Julie, I’m not sure how this helps you one bit, but I will throw it out as a topic and maybe someone can come up with an idea.
Karin says
When I was going through infertility treatment, I was consumed by the overwhelming need for a child. That was 5 years ago and I can say finally say that desire has lessened over time. I never thought it would but it did, indeed. And I now find myself more content than ever. But my struggles with infertility don’t center on that need for a child anymore. They have shifted to the constant worry and outright fear I have over who will take care of me when I am old. I know there is no guarantee that children will take care of their parents. But I still wonder who will help me in my most vulnerable years. I’m trying to train myself to live in the present moment, for as Eckhart Tolle reminds us, the present moment is all we ever have. Instead of wishishing I could let go of the past, I find myself wishing I could let go of the future.
Jennifer Gill says
Hey, Lisa! I’m a little late (and a dollar short?) but wanted to answer the call…not that I necessarily have any great ideas, but I *want* to help. Hee hee. And I’ve been wanting to comment on the whole weeks’ posts, and not meaning to be silent, I’ve just been working too much and feeling guilty when not at work because my cats are feeling neglected.
Karin brings up something I’ve thought of too – who will take care of me?

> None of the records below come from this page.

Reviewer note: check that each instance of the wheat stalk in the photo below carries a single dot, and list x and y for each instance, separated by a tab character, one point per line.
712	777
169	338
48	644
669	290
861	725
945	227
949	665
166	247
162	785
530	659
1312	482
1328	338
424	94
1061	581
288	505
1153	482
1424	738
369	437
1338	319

Which is funny in a way because my parents are way more stable financially than I probably will ever be, as are both my younger siblings (both of whom have young children). I’ve always felt I could think of nothing more important than to be there for my parents if they needed me. And maybe because I’m the one with no human children, I will be able to. Other than feeding my cats, I have no huge demands (though I panic about money constantly) and since my parents own their home I could probably arrange a way to care for them as a live-in. Hopefully it will never come to that, but I’m quite okay with the thought of perhaps being able to give something back since it wasn’t grandchildren or an impressive career.Funny that not having achieved “success” as I thought it was defined may have freed me to take care of what I really value.

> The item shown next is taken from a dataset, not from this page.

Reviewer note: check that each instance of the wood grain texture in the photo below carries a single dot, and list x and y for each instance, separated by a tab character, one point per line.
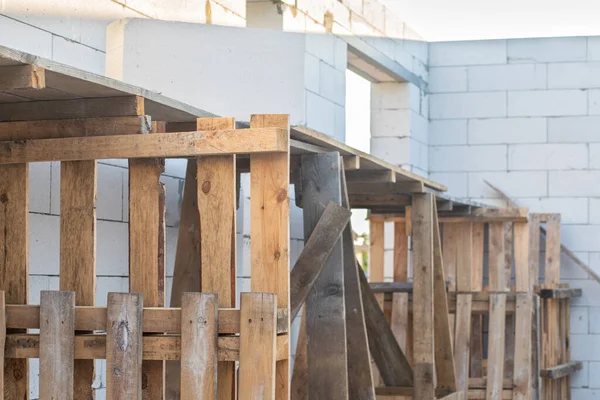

For now I am grateful that I can just enjoy my parents’ company (and I do!) and escape with them sometimes to lovely wanderings, with no feeding or naptimes or soccer practice to bind us. I love my nieces and nephews, but sometimes it’s nice to be the “adult” escape for Mum and Dad!
Jennifer Gill says
OH, and feel better, Lisa! I sympathize. Finally getting over my own ickiness of last week…
mina says
I’m trying to get through what is something like threatening burn-out-syndrome… My last 1,5 years was so emotionally exhausting – startin fertility treatment, having it stopped by my boyfriend, trying to find a new starting point together, splitting up, moving house, all the while trying to come to terms with the fact that my chances of having a baby are getting smaller by the day just because of circumstance – and still trying to keep up a job where i have lots of responsibility. I’m just exhausted now. I went to see a counsellor the day before yesterday and she said quite directly that i am putting my health at risk here and should take a break or have a doctor put me on sick leave for 1, 2 weeks or so… but i feel i can’t do that, there’s all this important stuff i’m supposed to do at work, private engagements i really want to do (and can’t draw back from, either) and so on… i’m just trying to look after myself, go to bed early and try to live through this till i can take some holiday around christmas….
lmanterfield says
Hey Mina. A lot of us here have been on that rollercoaster and it’s really hard to get off, especially as you’re watching that window of opportunity get smaller. But if you burn out you’re going to be forced to put all that on hold anyway. If you can find a way to step back just for a while and catch your breath, you’ll feel so much stronger to step back in and face it again. At least that’s been my experience. Sending good wishes your way.